For the first three or four hours of the trip, her cell phone had rung and shaken at a near-constant rate. She had turned up the stereo and sung louder to
Sticky Fingers
, she had insisted on an inane car game in which one alphabetically listed the fictitious people they knew. Paulie had strained to remember: “At the party, I saw Aranda . . . Bernard . . . Caligula . . . Dan . . . Eloise.” Finally, without fanfare, she had turned off the phone and let it slide down her glistening palm, past her chipped blue fingernails, and onto the freeway.
Edward mentioned it later, at a cinder-block marriage of a Subway-KFC-ARCO where eleven-year-olds congregated to suck down cigarettes and a voice bleated over damaged speakers when a rented shower became available.
“What were you thinking? Just get rid of your phone? Think that was
whimsical?
What if mine was stolen! What if—”
He realized his mother and the anxiety he had inherited were glinting in his grating tone, and he recalibrated his voice. “Claude,” he said, unsure of when he had adopted the shortened version of her name, but certain some milestone of intimacy had been stomped over. “Wanna tell me why you’re acting like the entirety of
Thelma and Louise
sped up and played on loop?
Mid-Life Crisis: The Musical?
Should we do some screaming in headscarves, cut off our hair, prank call our exes? Is that it?”
Paulie slumped against the passenger window of the car, exhausted after singing to Jagger’s yowl, and they could see him napping from where they sat. Claudia brushed some crumbs of fried chicken off the table’s oily surface, folded her hands on the plasticked red, and put her head down and started to cry.
“I just want to have this. Can I just have it? Will you just let me have it?” She bolted upright again, and her fingers were straight and quick as knives as she passed them across her wet face.
“Have what? A terrifying sandwich served by a pregnant teenager named Kimmi? You just did.”
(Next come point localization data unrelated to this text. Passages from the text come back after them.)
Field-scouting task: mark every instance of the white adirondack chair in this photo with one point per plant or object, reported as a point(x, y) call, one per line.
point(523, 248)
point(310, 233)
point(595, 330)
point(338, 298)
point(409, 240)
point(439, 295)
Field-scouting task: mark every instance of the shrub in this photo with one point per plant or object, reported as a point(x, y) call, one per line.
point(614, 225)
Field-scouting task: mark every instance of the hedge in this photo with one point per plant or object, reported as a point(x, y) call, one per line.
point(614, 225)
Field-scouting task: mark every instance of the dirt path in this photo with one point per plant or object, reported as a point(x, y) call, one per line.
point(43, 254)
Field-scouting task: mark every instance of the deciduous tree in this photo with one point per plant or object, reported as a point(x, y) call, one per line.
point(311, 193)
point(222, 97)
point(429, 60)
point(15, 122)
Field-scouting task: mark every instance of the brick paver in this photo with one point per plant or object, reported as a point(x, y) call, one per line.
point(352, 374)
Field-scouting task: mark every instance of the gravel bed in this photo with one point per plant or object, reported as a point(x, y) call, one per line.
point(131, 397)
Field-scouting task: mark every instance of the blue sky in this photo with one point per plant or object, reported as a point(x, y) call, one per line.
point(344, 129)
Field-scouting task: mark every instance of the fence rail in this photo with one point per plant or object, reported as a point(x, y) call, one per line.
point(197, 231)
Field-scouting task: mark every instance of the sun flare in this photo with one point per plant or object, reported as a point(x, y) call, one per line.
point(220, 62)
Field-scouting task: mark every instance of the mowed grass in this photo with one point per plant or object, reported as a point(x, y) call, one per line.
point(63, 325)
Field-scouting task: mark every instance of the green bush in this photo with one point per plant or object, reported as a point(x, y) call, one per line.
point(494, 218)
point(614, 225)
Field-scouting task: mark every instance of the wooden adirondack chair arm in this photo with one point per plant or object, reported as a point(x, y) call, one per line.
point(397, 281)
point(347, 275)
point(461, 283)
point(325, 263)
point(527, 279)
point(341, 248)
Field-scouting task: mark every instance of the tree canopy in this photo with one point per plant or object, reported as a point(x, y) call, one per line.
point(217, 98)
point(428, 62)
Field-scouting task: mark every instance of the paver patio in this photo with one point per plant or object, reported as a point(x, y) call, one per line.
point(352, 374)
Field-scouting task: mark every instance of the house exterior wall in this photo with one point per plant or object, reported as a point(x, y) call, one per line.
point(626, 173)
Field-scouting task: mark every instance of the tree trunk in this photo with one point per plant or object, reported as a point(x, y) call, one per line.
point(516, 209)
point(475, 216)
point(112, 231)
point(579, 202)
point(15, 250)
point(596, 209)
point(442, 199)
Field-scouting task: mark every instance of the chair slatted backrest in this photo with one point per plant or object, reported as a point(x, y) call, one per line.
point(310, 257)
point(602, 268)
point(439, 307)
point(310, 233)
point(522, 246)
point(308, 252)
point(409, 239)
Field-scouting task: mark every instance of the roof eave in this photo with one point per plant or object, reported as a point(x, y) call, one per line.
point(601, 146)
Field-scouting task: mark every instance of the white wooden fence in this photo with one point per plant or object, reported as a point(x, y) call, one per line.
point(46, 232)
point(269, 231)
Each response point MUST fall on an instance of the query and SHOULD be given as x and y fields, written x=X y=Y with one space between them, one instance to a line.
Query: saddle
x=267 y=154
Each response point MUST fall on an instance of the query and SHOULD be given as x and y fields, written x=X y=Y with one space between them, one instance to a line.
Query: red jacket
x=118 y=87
“Once I go back,” she continued, “everything is going to be different. I’m going to do what I should have done and make sure he’s always taken care of. I have to get Paulie and me a place together, build a client list and work from home. I have to keep him safe. Drew is losing his shit—who leaves someone not even two years into the marriage, he said, which, who can blame him—and that was him on the phone. He cries in some messages and swears in others. About every third one there’s some kind of threat.” She spit the words out low and hard, gnawing a tiny crescent of skin from her thumb, and he tugged the digit away from her mouth’s nervous bite, held it between two of his fingers.
“Okay. If you need me to support you in your no-holds-barred Spring Break-a-Thon, so be it. I’ll attach a boozy IV to your arm once we get to the Smoky Mountains. We can act out a commercial for herpes medicine, go white-water rafting and high-five on mountain peaks. But I have to ask you here to be a little bit cautious, and not drive so goddamn fast, and not start believing this is your very last shot at living. If you don’t start being a little more careful with yourself, I’m hailing the first Greyhound back to New York City.”
Claudia had never been known as beautiful. She had always dressed in high, flattering waists and dull gold ear studs, kept her brown hair tied and clean, her life small in the service of others. There, however, in the combination Subway-KFC, she loosened. His teasing coaxed her orthodontically corrected teeth into a smile that curved under her still-wet cheeks, and her hair fell tangled around her face, protesting a lifetime of imprisonment. She closed her eyes and began to nod, as though envisioning the cleaning of many rooms, the stacking and sweeping and mopping and finally, the space around her, gleaming.